By Dardo Justino Rodríguez
OAS Secretary General Albert Ramdin is currently facing an unprecedented offensive whose terms and objectives play out in a swirl of secret gatherings echoing through the corridors of the Organization of American States, amplified by a small group of Latin American digital media outlets. Nothing is happening in the official meeting rooms, where member states speak through their ambassadors. Various sources consulted indicate that the campaign’s objective is to remove Ramdin from his position during the General Assembly, to be held at the end of this month in Panama.
Having served as foreign minister of Suriname, Ramdin was elected in March 2025, defeating by acclamation his rival, Paraguayan foreign minister Ramírez Lezcano, who claimed to have Washington’s backing and circulated a photo of himself with president Donald Trump at Mar-a-Lago. Lezcano ultimately withdrew his candidacy due to lack of support. Ramdin thus became the first secretary general in OAS history to come from a Caribbean Community (CARICOM) country. The attacks against Ramdin, however, began even before his election.
It was precisely during the campaign for the secretary generalship that the first attacks emerged. Argentine and Central American outlets circulated claims that then-foreign minister Ramdin was a candidate controlled and backed by the People’s Republic of China, which would allegedly use him to gain control of a key regional body and advance its expansionist interests in Latin America.
Just days before the election, in March 2025, Mauricio Claver-Carone — then US Special Envoy for Latin America — declared that both Albert Ramdin and the Paraguayan candidate Rubén Ramírez Lezcano were equally qualified to lead the OAS. By refraining from offering explicit US support to the Paraguayan candidate, Claver-Carone’s remarks helped clear the path for Ramdin’s historic election by acclamation. Openly exposing the falsity of the media campaign’s allegations, Claver-Carone praised the Surinamese government, describing it as a “success story” in the face of Chinese financial influence in the Americas.
No sooner had Ramdin taken office than internal criticism began from certain missions — not through formal channels, but circulated and amplified by the same digital outlets, which are consumed with great appetite within the OAS ecosystem. It amounted to challenges to the new Secretary General’s exercise of his functions on minor or administrative matters: his travel and stays in expensive hotels, alleged lavish spending on his offices, or his plans to restructure the Secretariat. This leaderless process took on a scandalous dimension when it became known that Ramdin’s chief of staff was the subject of a judicial investigation in Suriname for alleged public corruption stemming from her time as an official of the country’s national airline.

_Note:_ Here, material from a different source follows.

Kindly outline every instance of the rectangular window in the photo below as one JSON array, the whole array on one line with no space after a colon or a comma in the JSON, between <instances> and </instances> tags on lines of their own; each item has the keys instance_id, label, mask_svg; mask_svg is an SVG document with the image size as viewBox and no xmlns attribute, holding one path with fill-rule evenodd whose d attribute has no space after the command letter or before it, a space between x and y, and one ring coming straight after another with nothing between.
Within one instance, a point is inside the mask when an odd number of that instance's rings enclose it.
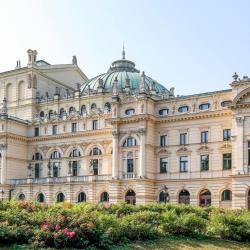
<instances>
[{"instance_id":1,"label":"rectangular window","mask_svg":"<svg viewBox=\"0 0 250 250\"><path fill-rule=\"evenodd\" d=\"M76 132L77 131L77 123L73 122L71 123L71 132Z\"/></svg>"},{"instance_id":2,"label":"rectangular window","mask_svg":"<svg viewBox=\"0 0 250 250\"><path fill-rule=\"evenodd\" d=\"M57 125L53 125L52 126L52 135L56 135L57 134Z\"/></svg>"},{"instance_id":3,"label":"rectangular window","mask_svg":"<svg viewBox=\"0 0 250 250\"><path fill-rule=\"evenodd\" d=\"M168 159L160 158L160 173L167 173L168 171Z\"/></svg>"},{"instance_id":4,"label":"rectangular window","mask_svg":"<svg viewBox=\"0 0 250 250\"><path fill-rule=\"evenodd\" d=\"M38 127L35 128L34 134L35 134L35 136L39 136L39 128Z\"/></svg>"},{"instance_id":5,"label":"rectangular window","mask_svg":"<svg viewBox=\"0 0 250 250\"><path fill-rule=\"evenodd\" d=\"M93 130L98 129L98 121L97 121L97 120L93 120L93 121L92 121L92 129L93 129Z\"/></svg>"},{"instance_id":6,"label":"rectangular window","mask_svg":"<svg viewBox=\"0 0 250 250\"><path fill-rule=\"evenodd\" d=\"M180 134L180 144L186 145L187 144L187 133Z\"/></svg>"},{"instance_id":7,"label":"rectangular window","mask_svg":"<svg viewBox=\"0 0 250 250\"><path fill-rule=\"evenodd\" d=\"M201 132L201 143L208 143L208 131Z\"/></svg>"},{"instance_id":8,"label":"rectangular window","mask_svg":"<svg viewBox=\"0 0 250 250\"><path fill-rule=\"evenodd\" d=\"M231 129L223 129L223 141L229 141L231 139Z\"/></svg>"},{"instance_id":9,"label":"rectangular window","mask_svg":"<svg viewBox=\"0 0 250 250\"><path fill-rule=\"evenodd\" d=\"M188 157L181 156L180 157L180 172L187 172L188 171Z\"/></svg>"},{"instance_id":10,"label":"rectangular window","mask_svg":"<svg viewBox=\"0 0 250 250\"><path fill-rule=\"evenodd\" d=\"M209 170L209 155L201 155L201 171Z\"/></svg>"},{"instance_id":11,"label":"rectangular window","mask_svg":"<svg viewBox=\"0 0 250 250\"><path fill-rule=\"evenodd\" d=\"M223 154L223 170L232 168L232 154Z\"/></svg>"},{"instance_id":12,"label":"rectangular window","mask_svg":"<svg viewBox=\"0 0 250 250\"><path fill-rule=\"evenodd\" d=\"M40 164L35 164L35 178L40 178Z\"/></svg>"},{"instance_id":13,"label":"rectangular window","mask_svg":"<svg viewBox=\"0 0 250 250\"><path fill-rule=\"evenodd\" d=\"M248 155L248 166L250 166L250 141L247 142L247 155Z\"/></svg>"},{"instance_id":14,"label":"rectangular window","mask_svg":"<svg viewBox=\"0 0 250 250\"><path fill-rule=\"evenodd\" d=\"M161 147L167 146L167 135L161 135L161 137L160 137L160 146Z\"/></svg>"},{"instance_id":15,"label":"rectangular window","mask_svg":"<svg viewBox=\"0 0 250 250\"><path fill-rule=\"evenodd\" d=\"M133 172L134 172L134 160L127 159L127 173L133 173Z\"/></svg>"}]
</instances>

Today, one year into his tenure, the accusations against Ramdin have escalated to the disproportionate categories of nepotism, corruption, lack of managerial judgment, and disrespect toward member states. Most notably, none of these accusations have been formally or officially raised within the OAS institutional structure — such as before the Permanent Council. In recent weeks, however, the US representative to the OAS has become the open critic of Ramdin and the primary source for the outlets constructing a narrative built on half-truths.
That representative is Ambassador Leandro Rizzuto Jr., an American businessman and Trump campaign donor who made his fortune with a hair dryer manufacturing company. Rizzuto’s limited diplomatic experience has led him to commit errors reflecting not only ignorance and arrogance in his conduct within multilateral bodies such as the OAS, but something worse: his actions suggest he is operating autonomously, without instructions from either the state department or the US presidency.

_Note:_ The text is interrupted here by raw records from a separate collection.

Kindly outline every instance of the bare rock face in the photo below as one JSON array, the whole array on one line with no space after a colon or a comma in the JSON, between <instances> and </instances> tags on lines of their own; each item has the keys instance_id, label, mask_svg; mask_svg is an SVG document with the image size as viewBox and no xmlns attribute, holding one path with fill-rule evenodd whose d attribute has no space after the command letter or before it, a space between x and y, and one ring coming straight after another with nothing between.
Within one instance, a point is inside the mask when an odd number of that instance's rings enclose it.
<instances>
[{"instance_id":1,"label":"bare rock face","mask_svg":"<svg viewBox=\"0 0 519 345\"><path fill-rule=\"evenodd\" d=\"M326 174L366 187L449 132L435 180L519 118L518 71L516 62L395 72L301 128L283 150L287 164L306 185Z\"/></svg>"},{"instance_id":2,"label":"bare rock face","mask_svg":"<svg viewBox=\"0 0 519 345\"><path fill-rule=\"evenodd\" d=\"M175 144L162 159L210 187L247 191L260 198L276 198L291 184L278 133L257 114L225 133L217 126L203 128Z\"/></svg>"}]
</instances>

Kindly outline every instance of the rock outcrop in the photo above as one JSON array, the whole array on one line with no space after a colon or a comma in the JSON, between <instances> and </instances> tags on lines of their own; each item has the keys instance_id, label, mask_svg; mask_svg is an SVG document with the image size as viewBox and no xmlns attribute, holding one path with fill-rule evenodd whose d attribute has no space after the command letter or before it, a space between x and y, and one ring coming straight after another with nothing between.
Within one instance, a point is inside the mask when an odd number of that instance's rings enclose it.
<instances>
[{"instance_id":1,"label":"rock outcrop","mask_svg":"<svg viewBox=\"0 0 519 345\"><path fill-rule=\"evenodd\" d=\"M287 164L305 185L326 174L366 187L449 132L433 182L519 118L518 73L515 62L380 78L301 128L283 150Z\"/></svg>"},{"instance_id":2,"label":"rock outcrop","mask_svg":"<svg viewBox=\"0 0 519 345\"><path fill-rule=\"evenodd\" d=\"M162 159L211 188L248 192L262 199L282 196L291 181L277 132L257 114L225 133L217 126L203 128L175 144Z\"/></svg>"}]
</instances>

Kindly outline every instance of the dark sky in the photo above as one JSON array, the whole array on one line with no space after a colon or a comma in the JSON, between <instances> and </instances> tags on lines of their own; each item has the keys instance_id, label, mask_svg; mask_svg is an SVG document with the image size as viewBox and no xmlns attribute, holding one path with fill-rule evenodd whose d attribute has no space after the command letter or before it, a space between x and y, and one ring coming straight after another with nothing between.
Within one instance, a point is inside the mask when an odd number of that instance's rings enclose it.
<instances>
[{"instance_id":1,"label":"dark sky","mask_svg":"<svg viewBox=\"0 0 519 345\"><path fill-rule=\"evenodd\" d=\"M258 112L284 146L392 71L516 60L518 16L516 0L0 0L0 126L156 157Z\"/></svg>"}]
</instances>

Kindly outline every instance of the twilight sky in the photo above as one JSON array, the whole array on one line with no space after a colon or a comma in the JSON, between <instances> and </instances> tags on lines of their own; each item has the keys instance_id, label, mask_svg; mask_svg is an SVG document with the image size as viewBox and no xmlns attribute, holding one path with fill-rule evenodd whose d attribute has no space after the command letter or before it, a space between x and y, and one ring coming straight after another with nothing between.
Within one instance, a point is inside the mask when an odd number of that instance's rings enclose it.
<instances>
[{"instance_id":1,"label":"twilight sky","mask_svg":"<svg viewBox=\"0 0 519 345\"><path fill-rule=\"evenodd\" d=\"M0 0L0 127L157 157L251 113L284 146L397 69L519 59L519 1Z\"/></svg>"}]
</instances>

Only this can explain how, in his personal campaign against Ramdin, Rizzuto shared with OAS ambassadors via a WhatsApp group chat his detailed criticisms of Ramdin, expressed during a controversial private meeting between the two on May 21. The full content of that message to ambassadors was published verbatim three days later by the same digital outlet that has been attacking Ramdin since before his election.
Well-placed sources from several OAS missions indicate that Rizzuto’s animosity toward Ramdin stems from demands without precedent at the OAS that the Secretary General declined to meet — such as requesting an office for the US ambassador at the Organization’s headquarters, or seeking to be present at the secretary general’s meetings with the highest authorities of member states. The ambassador and businessman Rizzuto likely takes careful note of the fact that U.S. quotas and contributions fund 50 percent of the OAS budget.
It is nonetheless notable that none of this months-long controversy has been mentioned by State Department or US presidential authorities. No official expression from Washington in support of ambassador Rizzuto’s positions has come to light.
One is therefore left with an unavoidable question: what lies behind this sustained offensive against Ramdin? Is it a matter of state policy in the new era the continent is living through? Or is it simply the chronicle of a conflict driven by a misguided businessman-ambassador who mistakenly believes that at the OAS, the rule is “he who pays, commands”?